Notation for Learning

March 10, 2021 by Ishaan Koratkar

I’ve come up with a system for taking notes while learning. I’m calling it Flash Notation. It’s used to jot down the concepts, facts, and procedures. It’s inspired by Scott H. Young’s book Ultralearning, which is a great resource for self-directed learning projects.

Flash Notation makes quickly scanning notes simple and quick.

Here’s how Flash Notation works:

Concepts are notated with a ribbon symbol: “🎗️”
Procedures and samples are notated with a arrow: “>”
Explanations are written down with a E: “E]”

Here is a sample.

Basics of Lisp

🎗️ prefix notation
In Lisp, procedures are applied to things given after the first symbol in a list.

-> (+ 1 2 3)

🎗️ lists
Lists are the main data structure of lisp, they can be created like this.

-> (list 1 2 3)

🎗️ quotation
Quotation is used to prevent the evaluator from evaluation something.

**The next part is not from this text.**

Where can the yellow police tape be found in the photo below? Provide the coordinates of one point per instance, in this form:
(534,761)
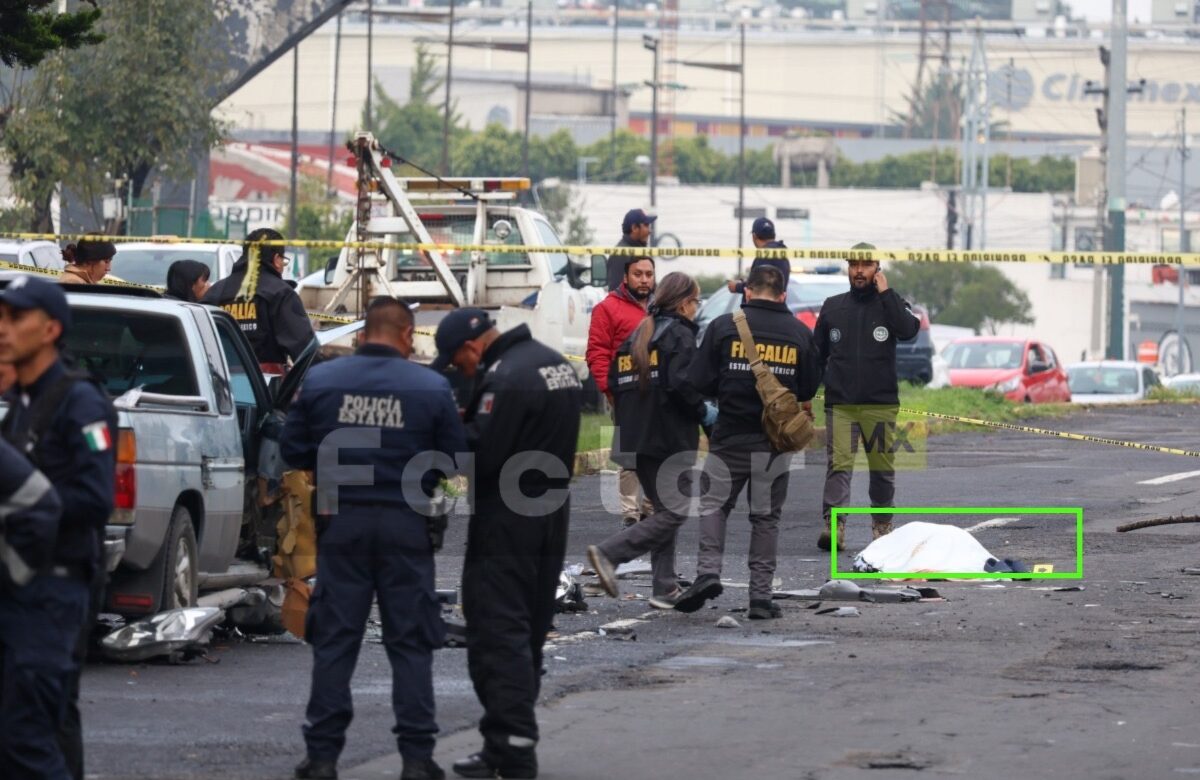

-> (quote albatros) You don’t need to use (quote {param}) each time, you can just do this: 'albatros.
You can also quote a list:
'(1 2 3)

🎗️ Procedures in Lisp
Procedures can be made like this:
-> (define (add1 n)
(+ n 1))
E] what you are doing is passing a name “add1” and a parameter “n”
and instructions on what to do with them “(+ n 1)”
to define (see the uniform beauty yet?) which puts that
into the global enviorment. You can apply that function to 3,
which will evaluate to 4.

###

This note taking system is intended for paper, because I think using my hands to irreversably change a piece of paper is more satasfying than streaming some 1s and 0s to a hard drive. I’ve heard paper notes are also better for learning, but even if there’s a trivial benifit, I still love my crappy $1 AmazonBasics notebooks.